[Proper Printing] often does unusual 3D printer mods. This time, he’s taking a CPU cooler made for a Raspberry Pi with some heat pipes and converting it into a 3D printer hot end. Sound crazy? It is even crazier than it sounds, as seen in the video below.
Heat pipes contain a liquid and a wick, so bending them was tricky. It also limited the size of the heat break he could use since the two heat pipers were relatively closely spaced. Once you have the cooler reshaped and a threaded hole for the heatbreak, the rest is anticlimactic. The heatbreak holds a heat block that contains the heating element and temperature sensor. A few changes were needed to the custom extruder cut out of acrylic, but that didn’t have anything to do with the fan and mount.
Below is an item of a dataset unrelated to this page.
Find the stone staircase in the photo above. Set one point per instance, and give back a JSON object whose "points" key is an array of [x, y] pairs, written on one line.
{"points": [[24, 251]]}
Normally, a hot end assembly has a substantial heat sink, and a fan blows air over it. The heat pipe technique is a common way to move heat away from a tight space. So, the way it is used here is probably not very useful compared to a conventional technique. However, we can imagine tight designs where this would be viable.
Heat pipes aren’t the same as water cooling, even though some use water inside. A heat pipe is a closed system. The fluid boils off at the hot end, condenses at the cool end, and wicks the liquid back to close the cycle. On the other hand, you can use more conventional water cooling, too.